The letter that Mermigis earlier sent to Rocky Point and two other districts warned that following the health department recommendations violated parents’ constitutional rights and that if his clients’ children were removed from school, he would take legal action.

Mermigis said Rocky Point’s attorney told him his client’s children “will be excluded from school” as of Dec. 15 if they don’t provide proof of vaccination from a provider other than Wild Child.

Rocky Point said in a statement Friday afternoon that it is allowing students to attend school past Dec. 15 as the district continues “to collaborate with the families impacted by Wild Child Pediatrics.”

LaVeglia said he represents parents from Smithtown, which he said is also following health department recommendations.

Smithtown Central School District Superintendent Mark Secaur said in a statement Friday: “The School District has this matter under review and has deferred any determination relating to exclusion at this time.”

Mermigis said two other districts he sent warning letters to, Island Park and Eastport-South Manor, “backed off” and revoked their policies.

Island Park, he said, sent him a letter “stating that since it was not a mandate, they will not enforce it.”

Mara Harvey, a partner in the Melville law firm Lamb & Barnosky, which represents school districts, said districts would be required to follow health department mandates but are not legally obligated to follow a recommendation.

Mermigis said he talked recently with parents from two other districts, Merrick and Miller Place, that he said instituted the departments’ guidelines.

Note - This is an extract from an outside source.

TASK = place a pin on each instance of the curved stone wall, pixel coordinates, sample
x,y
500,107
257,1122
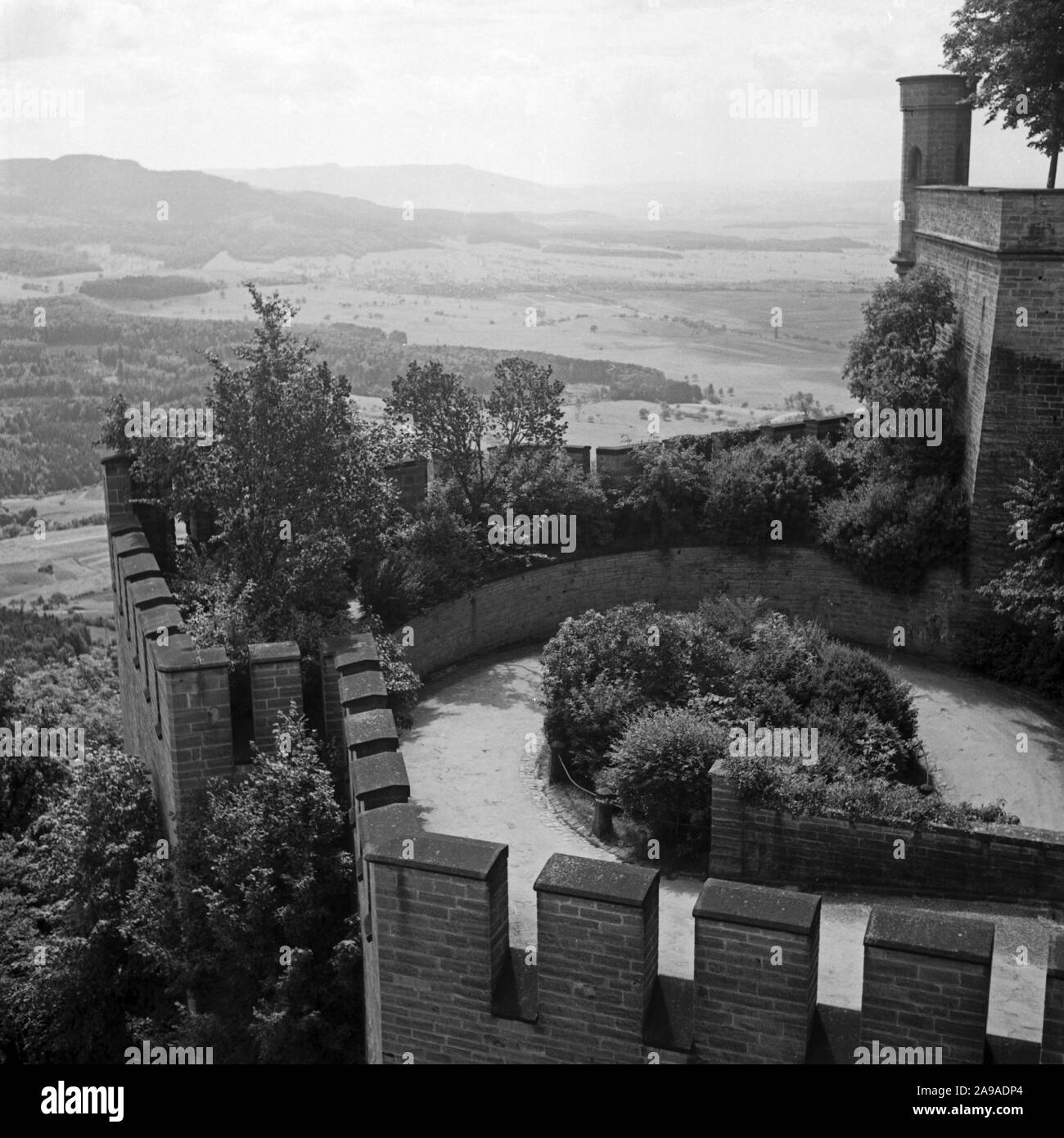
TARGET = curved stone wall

The parents are trying to convince the districts to revoke their policies without legal action, he said.

Officials from the Merrick, Miller Place, Island Park and Eastport-South Manor school districts did not immediately respond to queries late Friday afternoon.

Mermigis said he did not know why parents who live far from Wild Child traveled to Amityville for vaccinations.

The county health departments Friday said in statements that they did not know how many districts have children with vaccination certificates from Wild Child.

DeVuono and her corporation, Kids-On-Call Pediatric Nurse Practitioner P.C., pleaded guilty in September to two felony money laundering and forgery charges in connection with the scheme, and to another felony charge for illegally obtaining oxycodone prescriptions for herself.

She agreed to surrender her nursing licenses, close her practice and forfeit more than $1.25 million. Her sentencing, which is expected to include 5 years probation and 840 hours of community service, is scheduled for Jan. 8 in Suffolk County Supreme Court in Riverhead.